Paul Bloom cita anche un altro illuminante esempio: il destino della città di Coventry durante la Seconda guerra mondiale. Gli inglesi avevano scoperto come decodificare il codice Enigma dei nazisti – si veda al riguardo anche il film del 2014 The Imitation Game — e quindi avevano saputo del terribile attacco che i nemici stavano per sferrare sulla città. Che cosa avrebbe dovuto fare il governo di Churchill? Salvare la città sulla base dell’empatia, ma far capire così ai tedeschi che era a conoscenza delle loro mosse, oppure sacrificare la città, conservando il vantaggio militare per vincere la guerra e salvare così anche un numero maggiore di vite? I britannici scelsero la seconda terribile strada. Anche per questo siamo ancora qua.

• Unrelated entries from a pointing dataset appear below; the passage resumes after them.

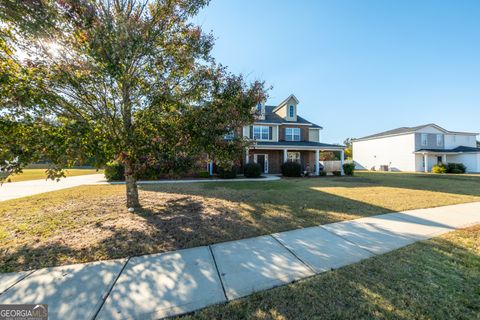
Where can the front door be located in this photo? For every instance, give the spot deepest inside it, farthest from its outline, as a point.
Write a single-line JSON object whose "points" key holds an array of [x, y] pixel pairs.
{"points": [[262, 160]]}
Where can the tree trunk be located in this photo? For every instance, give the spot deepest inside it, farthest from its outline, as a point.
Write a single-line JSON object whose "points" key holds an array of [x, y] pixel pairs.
{"points": [[132, 190]]}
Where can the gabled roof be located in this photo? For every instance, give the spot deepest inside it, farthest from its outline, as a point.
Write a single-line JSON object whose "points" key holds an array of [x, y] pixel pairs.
{"points": [[281, 104], [300, 144], [405, 130], [460, 149], [272, 117]]}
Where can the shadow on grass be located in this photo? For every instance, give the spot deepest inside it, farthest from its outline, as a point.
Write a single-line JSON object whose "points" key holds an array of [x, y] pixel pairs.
{"points": [[187, 218], [453, 184], [435, 279], [189, 215]]}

L’emotività empatica non è affatto il modo migliore per governare sia gli altri sia noi stessi. Eppure, proprio le emozioni, i buoni sentimenti, il cuore – che noi italiani abbiamo sempre «in mano» – sono stati posti al centro del «villaggio occidentale». Perché? Perché la ragione, essendo fallibile, non è onnipotente come il buon Dio di cui avvertiamo nostalgia e così «l’imperfezione di una buona ragionevolezza non ci sembra abbastanza». La ragione umana può qualcosa – come nel caso di Coventry o della piccola Rebecca – ma non può tutto, tuttavia le emozioni e l’empatia non vogliono qualcosa e chiedono tutto, perché questo processo di autoidentificazione con i dolori, ma anche le gioie altrui è rassicurante e autoconfermativo, come se l’uomo fosse Dio. Ma l’uomo non è Dio e illudersi di esserlo peggiora la situazione. Infatti, l’empatia, che sostituisce la compassione razionale, non fa altro che annullare la responsabilità e infiacchire l’azione. «Mettersi nei panni degli altri» significa in realtà proprio il contrario: è il tentativo emotivo di difendersi dal dolore affinché ciò che è capitato agli altri non accada a noi. Ma così va perduta proprio la capacità di aiutare gli altri, giacché prestare aiuto, soccorrere, salvare implica la sopportazione reale e non empatica del dolore. Il processo di identificazione è illusorio proprio come è illusorio credere di essere Dio: «Nessuno di noi è un bambino affamato dell’Africa profonda, un orfano che vive mendicando per le strade di Phnom Penh o una famiglia siriana. Quello che possiamo e dobbiamo fare, invece, è comprendere razionalmente e provare a trovare soluzioni utili e reali».